Insert today’s scare headline, the B.1.1.529 variant:
The issue here is regarding the psychology of the effectiveness of COVID-19 vaccinations.
Most people believe they work. Indeed, because of this popular support, governments have been able to coerce those that do not into taking them.
The issue is that just like influenza and HIV, you might be able to take something to address the clinical symptoms (which the existing vaccinations have done) versus dealing with the transmission of SARS-CoV-2.
Without preventing the transmission of SARS-CoV-2, vaccinations to mask clinical symptoms of COVID-19 are a delaying tactic at best.
The best analogy I can make here is the advent of computer viruses and anti-virus software. Initially there were programs (McAfee and Norton Anti-virus) that you ran in MS-DOS to search executables for specific code snippets (containing viruses). They worked initially (sometimes producing false positives), and you had to get updates to tell the program the new code snippets of new viruses that were coded and spread around. However, technology advanced (such as auto-modifying code) and conventional anti-virus software is practically useless as a form of computer security (it is beyond the scope of this post to discuss this fascinating matter). Anti-virus software continues to be sold today and all it serves is to slow down the computer system and provide a false sense of protection.
Likewise in the biological world, mutations are rapidly rendering COVID-19 “anti-virus software” (vaccinations) obsolete. You might be able to protect against the “old school” strains, but for the new software versions (variants), you have much less protection.
This is the result of having a population monolithically vaccinated with the same anti-virus software. It doesn’t take much of a code modification to work around it.
What isn’t discussed about the B.1.1.529 variant is whether the severity profile is more or less severe than Delta. This remains to be seen.

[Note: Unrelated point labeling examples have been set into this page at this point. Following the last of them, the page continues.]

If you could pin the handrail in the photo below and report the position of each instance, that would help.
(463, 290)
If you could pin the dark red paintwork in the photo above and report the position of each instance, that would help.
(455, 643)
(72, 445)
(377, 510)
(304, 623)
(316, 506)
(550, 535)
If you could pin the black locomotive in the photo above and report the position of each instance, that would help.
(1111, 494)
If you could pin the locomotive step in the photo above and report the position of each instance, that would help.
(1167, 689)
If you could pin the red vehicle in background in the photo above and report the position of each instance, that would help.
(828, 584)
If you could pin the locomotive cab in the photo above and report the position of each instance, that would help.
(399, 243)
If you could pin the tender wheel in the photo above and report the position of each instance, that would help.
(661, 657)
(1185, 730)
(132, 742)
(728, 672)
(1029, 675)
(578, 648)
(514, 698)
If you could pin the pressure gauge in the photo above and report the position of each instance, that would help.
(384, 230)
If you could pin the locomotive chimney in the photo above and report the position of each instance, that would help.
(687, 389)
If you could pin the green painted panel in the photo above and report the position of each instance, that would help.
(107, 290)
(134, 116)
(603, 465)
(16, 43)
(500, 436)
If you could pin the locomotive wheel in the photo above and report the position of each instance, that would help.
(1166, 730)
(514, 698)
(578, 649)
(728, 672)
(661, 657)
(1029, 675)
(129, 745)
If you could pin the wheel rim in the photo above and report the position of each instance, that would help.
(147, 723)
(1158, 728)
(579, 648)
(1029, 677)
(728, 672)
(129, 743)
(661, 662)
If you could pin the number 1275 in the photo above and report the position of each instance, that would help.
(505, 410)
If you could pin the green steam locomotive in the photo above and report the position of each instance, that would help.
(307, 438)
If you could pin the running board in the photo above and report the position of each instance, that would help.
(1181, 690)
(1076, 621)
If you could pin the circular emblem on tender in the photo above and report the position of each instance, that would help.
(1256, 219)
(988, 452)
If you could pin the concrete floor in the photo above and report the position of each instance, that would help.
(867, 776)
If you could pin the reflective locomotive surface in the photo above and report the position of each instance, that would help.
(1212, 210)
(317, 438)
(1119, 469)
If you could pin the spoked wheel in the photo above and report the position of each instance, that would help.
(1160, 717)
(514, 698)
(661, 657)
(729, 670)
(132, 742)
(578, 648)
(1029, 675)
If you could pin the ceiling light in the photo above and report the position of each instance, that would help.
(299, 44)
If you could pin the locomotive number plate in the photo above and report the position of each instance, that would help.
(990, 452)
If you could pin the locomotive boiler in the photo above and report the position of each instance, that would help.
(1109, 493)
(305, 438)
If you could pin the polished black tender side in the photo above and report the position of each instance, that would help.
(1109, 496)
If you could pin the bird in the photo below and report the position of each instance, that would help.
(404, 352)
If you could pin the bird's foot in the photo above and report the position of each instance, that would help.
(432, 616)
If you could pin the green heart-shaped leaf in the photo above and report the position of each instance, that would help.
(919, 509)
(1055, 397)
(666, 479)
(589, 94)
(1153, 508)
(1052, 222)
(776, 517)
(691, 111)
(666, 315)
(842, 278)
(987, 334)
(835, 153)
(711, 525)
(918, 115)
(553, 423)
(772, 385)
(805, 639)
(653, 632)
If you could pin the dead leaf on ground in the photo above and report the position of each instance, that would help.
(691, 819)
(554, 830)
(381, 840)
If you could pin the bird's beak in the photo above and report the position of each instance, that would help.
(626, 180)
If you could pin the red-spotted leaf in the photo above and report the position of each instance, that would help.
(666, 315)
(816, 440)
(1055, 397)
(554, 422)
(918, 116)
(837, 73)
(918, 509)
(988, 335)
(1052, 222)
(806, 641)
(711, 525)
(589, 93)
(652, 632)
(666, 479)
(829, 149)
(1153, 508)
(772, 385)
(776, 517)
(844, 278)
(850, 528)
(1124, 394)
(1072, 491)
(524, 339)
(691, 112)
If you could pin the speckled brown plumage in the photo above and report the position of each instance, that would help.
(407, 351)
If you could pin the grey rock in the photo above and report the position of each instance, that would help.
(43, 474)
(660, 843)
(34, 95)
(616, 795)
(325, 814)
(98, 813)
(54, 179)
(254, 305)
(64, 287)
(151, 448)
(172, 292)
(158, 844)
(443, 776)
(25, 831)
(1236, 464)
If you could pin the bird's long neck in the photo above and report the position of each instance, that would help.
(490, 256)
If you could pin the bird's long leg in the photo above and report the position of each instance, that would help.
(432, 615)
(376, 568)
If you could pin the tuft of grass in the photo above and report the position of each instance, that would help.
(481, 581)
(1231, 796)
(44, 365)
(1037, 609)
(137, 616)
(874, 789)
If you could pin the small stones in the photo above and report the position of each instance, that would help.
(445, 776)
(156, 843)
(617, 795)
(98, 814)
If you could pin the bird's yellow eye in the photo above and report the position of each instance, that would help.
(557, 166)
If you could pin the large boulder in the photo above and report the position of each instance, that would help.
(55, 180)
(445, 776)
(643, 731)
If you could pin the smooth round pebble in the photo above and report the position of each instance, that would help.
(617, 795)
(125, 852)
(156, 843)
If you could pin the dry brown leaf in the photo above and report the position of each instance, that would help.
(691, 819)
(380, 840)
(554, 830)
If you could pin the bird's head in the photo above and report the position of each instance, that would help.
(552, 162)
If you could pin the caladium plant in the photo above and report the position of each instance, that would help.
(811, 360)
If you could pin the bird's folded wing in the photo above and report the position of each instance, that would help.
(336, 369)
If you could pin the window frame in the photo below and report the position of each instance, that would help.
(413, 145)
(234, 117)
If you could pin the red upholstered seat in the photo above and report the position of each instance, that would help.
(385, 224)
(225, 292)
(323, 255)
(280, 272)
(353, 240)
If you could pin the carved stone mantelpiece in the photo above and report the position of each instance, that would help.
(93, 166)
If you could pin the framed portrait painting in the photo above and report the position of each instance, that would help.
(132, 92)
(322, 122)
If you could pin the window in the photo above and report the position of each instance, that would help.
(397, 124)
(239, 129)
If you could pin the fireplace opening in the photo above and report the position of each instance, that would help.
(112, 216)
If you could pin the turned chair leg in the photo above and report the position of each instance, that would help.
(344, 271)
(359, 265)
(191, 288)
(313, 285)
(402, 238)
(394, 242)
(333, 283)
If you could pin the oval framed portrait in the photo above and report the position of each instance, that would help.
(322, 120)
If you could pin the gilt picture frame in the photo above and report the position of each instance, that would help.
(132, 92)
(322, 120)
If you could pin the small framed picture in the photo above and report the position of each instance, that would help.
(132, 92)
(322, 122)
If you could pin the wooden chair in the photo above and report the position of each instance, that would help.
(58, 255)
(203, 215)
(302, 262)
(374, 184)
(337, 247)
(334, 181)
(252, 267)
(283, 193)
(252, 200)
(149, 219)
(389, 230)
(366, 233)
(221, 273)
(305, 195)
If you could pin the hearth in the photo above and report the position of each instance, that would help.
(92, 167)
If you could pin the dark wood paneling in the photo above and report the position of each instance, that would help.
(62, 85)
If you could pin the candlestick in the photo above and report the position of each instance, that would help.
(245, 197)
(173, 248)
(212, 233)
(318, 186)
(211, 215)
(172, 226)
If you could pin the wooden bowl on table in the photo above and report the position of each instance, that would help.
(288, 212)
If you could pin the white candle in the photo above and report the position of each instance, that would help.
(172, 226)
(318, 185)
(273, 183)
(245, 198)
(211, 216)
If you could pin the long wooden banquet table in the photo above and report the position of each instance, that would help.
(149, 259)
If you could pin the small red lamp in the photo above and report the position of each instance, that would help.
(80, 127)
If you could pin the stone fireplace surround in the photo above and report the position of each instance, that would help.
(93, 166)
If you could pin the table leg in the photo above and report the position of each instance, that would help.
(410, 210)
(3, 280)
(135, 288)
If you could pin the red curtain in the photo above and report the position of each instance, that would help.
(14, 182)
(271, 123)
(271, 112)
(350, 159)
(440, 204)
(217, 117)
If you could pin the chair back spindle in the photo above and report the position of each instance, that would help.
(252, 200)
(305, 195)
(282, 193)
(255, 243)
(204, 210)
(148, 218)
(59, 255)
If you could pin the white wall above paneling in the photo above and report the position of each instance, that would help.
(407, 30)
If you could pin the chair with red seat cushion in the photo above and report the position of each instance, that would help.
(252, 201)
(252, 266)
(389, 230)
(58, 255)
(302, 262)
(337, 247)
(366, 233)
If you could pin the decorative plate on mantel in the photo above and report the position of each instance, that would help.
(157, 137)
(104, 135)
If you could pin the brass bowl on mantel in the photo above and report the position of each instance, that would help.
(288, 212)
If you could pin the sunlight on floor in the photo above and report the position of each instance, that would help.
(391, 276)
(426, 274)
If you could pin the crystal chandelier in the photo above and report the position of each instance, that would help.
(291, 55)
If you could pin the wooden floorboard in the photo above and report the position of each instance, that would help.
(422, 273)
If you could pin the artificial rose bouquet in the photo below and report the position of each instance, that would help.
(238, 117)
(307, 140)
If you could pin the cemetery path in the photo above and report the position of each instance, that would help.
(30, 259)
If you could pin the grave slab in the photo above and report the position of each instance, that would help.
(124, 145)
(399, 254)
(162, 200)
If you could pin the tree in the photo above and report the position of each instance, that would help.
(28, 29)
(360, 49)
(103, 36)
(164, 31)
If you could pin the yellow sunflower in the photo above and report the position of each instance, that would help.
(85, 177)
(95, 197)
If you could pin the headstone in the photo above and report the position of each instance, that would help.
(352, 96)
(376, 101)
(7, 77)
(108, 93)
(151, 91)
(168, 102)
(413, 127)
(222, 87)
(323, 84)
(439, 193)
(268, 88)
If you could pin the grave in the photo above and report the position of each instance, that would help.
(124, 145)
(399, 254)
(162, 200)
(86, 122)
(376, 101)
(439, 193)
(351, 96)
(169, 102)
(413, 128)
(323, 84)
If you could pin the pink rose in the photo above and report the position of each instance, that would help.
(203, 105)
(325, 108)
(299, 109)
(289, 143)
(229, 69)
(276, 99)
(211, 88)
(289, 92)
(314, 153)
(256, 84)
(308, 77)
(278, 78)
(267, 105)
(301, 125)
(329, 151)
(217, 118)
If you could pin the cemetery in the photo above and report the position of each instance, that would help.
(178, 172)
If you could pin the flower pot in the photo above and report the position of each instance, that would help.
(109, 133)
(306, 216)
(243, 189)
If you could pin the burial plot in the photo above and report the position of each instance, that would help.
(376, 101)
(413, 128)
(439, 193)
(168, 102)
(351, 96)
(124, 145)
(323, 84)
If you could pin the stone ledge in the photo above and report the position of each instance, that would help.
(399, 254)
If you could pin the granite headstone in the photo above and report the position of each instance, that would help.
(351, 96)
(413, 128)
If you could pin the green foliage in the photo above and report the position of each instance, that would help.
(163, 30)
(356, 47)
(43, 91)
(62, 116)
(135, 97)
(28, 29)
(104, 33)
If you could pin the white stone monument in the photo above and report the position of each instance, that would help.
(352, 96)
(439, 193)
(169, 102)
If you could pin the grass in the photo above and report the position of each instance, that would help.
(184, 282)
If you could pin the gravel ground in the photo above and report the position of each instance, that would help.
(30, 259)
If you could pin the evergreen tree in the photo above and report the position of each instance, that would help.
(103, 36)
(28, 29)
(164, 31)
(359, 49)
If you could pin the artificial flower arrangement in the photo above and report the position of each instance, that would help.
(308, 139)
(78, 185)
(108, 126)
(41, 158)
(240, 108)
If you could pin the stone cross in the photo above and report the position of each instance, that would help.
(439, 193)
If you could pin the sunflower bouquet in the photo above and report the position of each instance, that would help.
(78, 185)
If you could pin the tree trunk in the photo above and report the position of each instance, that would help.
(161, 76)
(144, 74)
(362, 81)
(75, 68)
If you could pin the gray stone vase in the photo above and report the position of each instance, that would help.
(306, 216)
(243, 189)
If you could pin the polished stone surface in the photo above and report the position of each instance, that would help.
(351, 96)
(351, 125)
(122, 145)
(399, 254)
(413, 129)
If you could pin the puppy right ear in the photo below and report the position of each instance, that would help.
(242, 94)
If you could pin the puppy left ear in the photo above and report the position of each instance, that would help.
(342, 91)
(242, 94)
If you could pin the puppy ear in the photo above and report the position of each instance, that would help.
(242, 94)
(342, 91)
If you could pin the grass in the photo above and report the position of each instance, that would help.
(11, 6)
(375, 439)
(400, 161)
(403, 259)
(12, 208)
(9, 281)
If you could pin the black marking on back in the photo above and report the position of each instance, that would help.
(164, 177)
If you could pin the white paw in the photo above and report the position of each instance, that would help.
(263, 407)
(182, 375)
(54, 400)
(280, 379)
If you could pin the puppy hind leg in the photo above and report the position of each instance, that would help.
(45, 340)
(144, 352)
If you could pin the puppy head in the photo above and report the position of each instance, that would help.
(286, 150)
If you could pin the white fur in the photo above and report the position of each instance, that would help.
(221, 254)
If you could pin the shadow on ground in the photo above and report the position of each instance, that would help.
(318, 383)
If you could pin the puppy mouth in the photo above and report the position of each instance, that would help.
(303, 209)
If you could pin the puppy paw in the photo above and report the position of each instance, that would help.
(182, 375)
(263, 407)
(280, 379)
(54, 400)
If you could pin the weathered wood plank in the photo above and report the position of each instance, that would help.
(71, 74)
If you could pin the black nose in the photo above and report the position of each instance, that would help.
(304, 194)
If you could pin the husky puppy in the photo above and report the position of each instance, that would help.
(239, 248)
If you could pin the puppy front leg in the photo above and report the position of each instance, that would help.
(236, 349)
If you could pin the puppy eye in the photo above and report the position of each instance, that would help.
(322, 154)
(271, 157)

Unlike computer viruses, which are engineered to have a specific impact, biological viruses are positively selected for transmissibility, and not for clinical severity. Indeed, too severe clinical symptoms would work against transmissibility, just as it did for SARS-CoV-1.
The changing psychology will be increasing public awareness that the existing COVID-19 vaccinations do a minimal job of protecting against transmission. They were fighting yesterday’s battle. It will be sold to the public as a necessary “first step” to fighting COVID-19, with much more to go, even though it is pretty evident the “vaccinate everybody” strategy that was taken has proven to be incorrect. The correct strategy was to vaccinate those that are at high risk, but now that mostly everybody is vaccinated, there is going to be a new strain that will dominate and this might be B.1.1.529. The question at this point is whether this new variant exhibits increased severity of clinical symptoms.
In the past my ability to predict public reaction to SARS-CoV-2 has been terrible. If B.1.1.529 picks up, from historical reaction over the previous 18 months, the cultural of zero risk will force more sanctions, “to prevent the spread”.
Governments always want to be seen doing something, even if their actions have no effect on the outcome (e.g. outdoor mask mandates).
They will also never admit that their past strategies have been terrible to preserve whatever credibility they have remaining to implement new measures.
My guess at present is that the Covid-sensitive sectors which got hit from March to June of 2020 will probably face another dial-back. Until I see how B.1.1.529 evolves, I’ll reserve judgement on timing.
Thanks Sacha, appreciate the thoughts.
Would love your take on shorting/put options on the vaccine makers. Kind of surprised the stocks are moving up so much on this news. Still very early, so who knows where it goes, but if this mutant does prove vaccine resistant and spreads widely I think I’m more in your camp where I would expect it to be the end of the mass vaccination campaigns.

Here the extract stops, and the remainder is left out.